When I moved to the U.S., I noticed how emotions are expressed differently in each language. In Arabic, especially with all the dialects I grew up around, there are everyday words that capture feelings English doesn’t have: to’borni (literally “bury me,” meaning I love you so much I’d rather die before I ever lose you), hanan (tenderness), wahsha (the ache of missing someone), and tehawen (a natural ease with someone).

In conversations here, I often reached for feelings I couldn’t translate, and that gap made me rethink how I communicate. I began to understand visual language as a bridge; something that could carry tone and complexity when words fell short.

It shifted my mindset: I didn’t just want to design; I wanted to create visuals that make people feel something, even without shared vocabulary

Nana Said | My Aroma Story–Stack

Aroma Story translates identity into scent, narrative, material, and form – what sparked the idea of telling your story through fragrances rather than traditional visual media?
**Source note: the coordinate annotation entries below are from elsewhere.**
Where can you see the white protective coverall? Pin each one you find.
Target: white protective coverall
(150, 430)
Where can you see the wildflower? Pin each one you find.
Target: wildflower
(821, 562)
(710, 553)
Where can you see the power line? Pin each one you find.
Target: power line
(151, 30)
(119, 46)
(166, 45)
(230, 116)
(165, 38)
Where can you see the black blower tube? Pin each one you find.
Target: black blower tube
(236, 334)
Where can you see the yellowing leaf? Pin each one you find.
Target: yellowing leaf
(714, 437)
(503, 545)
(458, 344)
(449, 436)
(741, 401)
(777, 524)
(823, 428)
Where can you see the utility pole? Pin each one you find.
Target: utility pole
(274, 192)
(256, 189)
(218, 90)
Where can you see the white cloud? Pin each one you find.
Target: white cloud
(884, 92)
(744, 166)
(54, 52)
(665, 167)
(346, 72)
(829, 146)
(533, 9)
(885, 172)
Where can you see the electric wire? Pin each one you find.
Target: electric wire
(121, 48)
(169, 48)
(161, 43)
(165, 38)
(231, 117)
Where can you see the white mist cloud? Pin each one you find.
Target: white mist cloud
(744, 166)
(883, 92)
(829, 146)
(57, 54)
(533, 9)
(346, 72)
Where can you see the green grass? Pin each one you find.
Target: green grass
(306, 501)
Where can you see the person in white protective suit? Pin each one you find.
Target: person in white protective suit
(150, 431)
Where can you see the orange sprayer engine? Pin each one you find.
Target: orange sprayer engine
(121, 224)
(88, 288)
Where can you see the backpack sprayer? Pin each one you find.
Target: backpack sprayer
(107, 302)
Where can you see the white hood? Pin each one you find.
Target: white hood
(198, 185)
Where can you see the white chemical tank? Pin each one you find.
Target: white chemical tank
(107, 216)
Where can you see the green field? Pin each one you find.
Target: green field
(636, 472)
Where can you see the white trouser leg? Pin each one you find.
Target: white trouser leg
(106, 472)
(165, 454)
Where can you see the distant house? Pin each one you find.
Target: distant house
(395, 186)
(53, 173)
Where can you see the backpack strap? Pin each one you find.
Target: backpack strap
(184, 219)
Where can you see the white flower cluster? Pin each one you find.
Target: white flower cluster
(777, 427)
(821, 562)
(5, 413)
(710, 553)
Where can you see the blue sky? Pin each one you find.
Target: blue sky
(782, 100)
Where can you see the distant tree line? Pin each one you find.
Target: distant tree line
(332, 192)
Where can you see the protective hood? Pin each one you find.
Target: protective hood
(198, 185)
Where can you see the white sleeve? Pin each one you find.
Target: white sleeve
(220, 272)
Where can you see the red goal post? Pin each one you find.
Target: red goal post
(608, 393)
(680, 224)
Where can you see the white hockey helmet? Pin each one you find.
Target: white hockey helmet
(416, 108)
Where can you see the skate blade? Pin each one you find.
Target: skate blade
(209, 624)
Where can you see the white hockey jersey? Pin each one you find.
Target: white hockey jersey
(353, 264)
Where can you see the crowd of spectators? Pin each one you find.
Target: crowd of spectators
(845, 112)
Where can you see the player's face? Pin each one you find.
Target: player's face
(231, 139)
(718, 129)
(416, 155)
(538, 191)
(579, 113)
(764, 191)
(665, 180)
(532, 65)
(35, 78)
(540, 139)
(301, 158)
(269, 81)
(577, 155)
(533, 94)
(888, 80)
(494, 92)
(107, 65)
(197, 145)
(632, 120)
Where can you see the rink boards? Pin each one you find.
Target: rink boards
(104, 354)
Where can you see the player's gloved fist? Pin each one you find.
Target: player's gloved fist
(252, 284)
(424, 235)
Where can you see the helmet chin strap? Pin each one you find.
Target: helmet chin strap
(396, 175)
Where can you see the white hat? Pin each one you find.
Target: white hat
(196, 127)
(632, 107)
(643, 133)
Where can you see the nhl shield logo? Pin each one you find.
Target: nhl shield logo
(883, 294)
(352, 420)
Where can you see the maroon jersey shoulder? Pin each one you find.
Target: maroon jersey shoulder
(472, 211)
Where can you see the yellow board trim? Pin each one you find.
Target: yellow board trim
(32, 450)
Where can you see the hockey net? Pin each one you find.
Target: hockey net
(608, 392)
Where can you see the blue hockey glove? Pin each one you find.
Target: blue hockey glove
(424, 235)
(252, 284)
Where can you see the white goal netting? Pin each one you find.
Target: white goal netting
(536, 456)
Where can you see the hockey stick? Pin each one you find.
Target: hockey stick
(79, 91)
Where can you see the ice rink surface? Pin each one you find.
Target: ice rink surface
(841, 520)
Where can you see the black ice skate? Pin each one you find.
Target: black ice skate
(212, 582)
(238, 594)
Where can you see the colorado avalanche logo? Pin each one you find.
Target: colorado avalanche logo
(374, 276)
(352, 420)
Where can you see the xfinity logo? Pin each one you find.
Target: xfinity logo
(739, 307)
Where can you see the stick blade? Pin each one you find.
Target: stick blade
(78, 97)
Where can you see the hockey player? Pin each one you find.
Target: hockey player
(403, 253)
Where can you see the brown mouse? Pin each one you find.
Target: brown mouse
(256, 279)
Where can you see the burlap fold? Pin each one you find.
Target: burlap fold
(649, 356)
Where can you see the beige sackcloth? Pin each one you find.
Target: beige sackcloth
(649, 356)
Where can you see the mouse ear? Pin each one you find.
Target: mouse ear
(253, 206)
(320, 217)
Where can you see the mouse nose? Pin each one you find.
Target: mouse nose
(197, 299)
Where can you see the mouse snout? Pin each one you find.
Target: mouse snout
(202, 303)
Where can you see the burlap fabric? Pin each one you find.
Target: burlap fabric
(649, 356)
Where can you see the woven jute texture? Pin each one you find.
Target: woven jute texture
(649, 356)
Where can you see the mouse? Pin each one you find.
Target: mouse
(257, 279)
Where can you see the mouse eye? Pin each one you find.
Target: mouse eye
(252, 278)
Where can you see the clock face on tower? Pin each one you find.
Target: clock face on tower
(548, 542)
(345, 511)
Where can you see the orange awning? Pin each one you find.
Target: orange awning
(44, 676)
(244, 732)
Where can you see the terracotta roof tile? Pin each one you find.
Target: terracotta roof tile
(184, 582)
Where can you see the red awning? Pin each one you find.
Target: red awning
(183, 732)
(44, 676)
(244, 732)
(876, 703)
What drew me to fragrance was how it connects something universal with something deeply personal. Everyone knows the feeling of smelling chlorine and suddenly remembering childhood summers at the pool, or catching a perfume that instantly brings someone to mind. Scent moves you in a way no visual medium can. It’s immediate, emotional, and completely involuntary.

At the same time, incense is a very specific part of my culture and upbringing. In Egypt and across the Arab world, burning incense is linked to ritual, cleansing, gathering, and protection. Every Friday, our home was filled with its warm smoke. This small but steady ritual shaped the atmosphere of my childhood. Those scents became emotional markers for home, safety, and tradition.

Aroma Story became a way to merge these two realities: the universal power of scent to trigger memory, and the cultural significance that fragrance holds in my life. Instead of illustrating my story visually, I wanted people to experience it as I do, through a scent that brings back an entire moment or feeling. It felt like the most honest way to translate something personal into a form others could feel for themselves.

Nana Said | My Aroma Story–Art Direction

Each incense box carries its own geography, memory, and emotion – how did you approach choosing the scents, illustrations, colors, and bilingual typography to reflect those personal traits?

Each scent in Aroma Story wasn’t chosen conceptually; it was the fragrance actually present when each trait emerged. Jasmine surrounded my earliest moments of curiosity, oud marked the period when boldness first formed, the ocean wind reflects the passion and clarity I feel near water, and incense connects to the rituals that shaped my sense of protection. The back of each box explains how each scent ties to a real memory.

Typography acts as a bridge between the past and the present. These traits were formed in Arabic-speaking countries, so Arabic represents the voice of the person who lived those moments. English represents the designer I am now, interpreting them through form. Bringing the two languages together allows the two selves to coexist and acknowledges their continuity.

The illustrations are reduced motifs that provide the visual cues that complete each narrative.

Nana Said | My Aroma Story–Art Direction

As you continue working in New York and evolving your practice, what kinds of stories, collaborations, or creative directions do you hope to explore next?

I’m drawn to collaborations where design becomes an extension of someone’s inner world. I want to art direct and build brands for artists and cultural practitioners who want a part of themselves embedded in the work, projects where identity and emotion lead the visual system. I’m also deeply interested in branding exhibitions and cultural spaces, where narrative, atmosphere, and material choices shape how people physically experience a story.

More broadly, I hope to explore creative directions that blur disciplines. Ultimately, I want to build work that feels both conceptual and deeply human.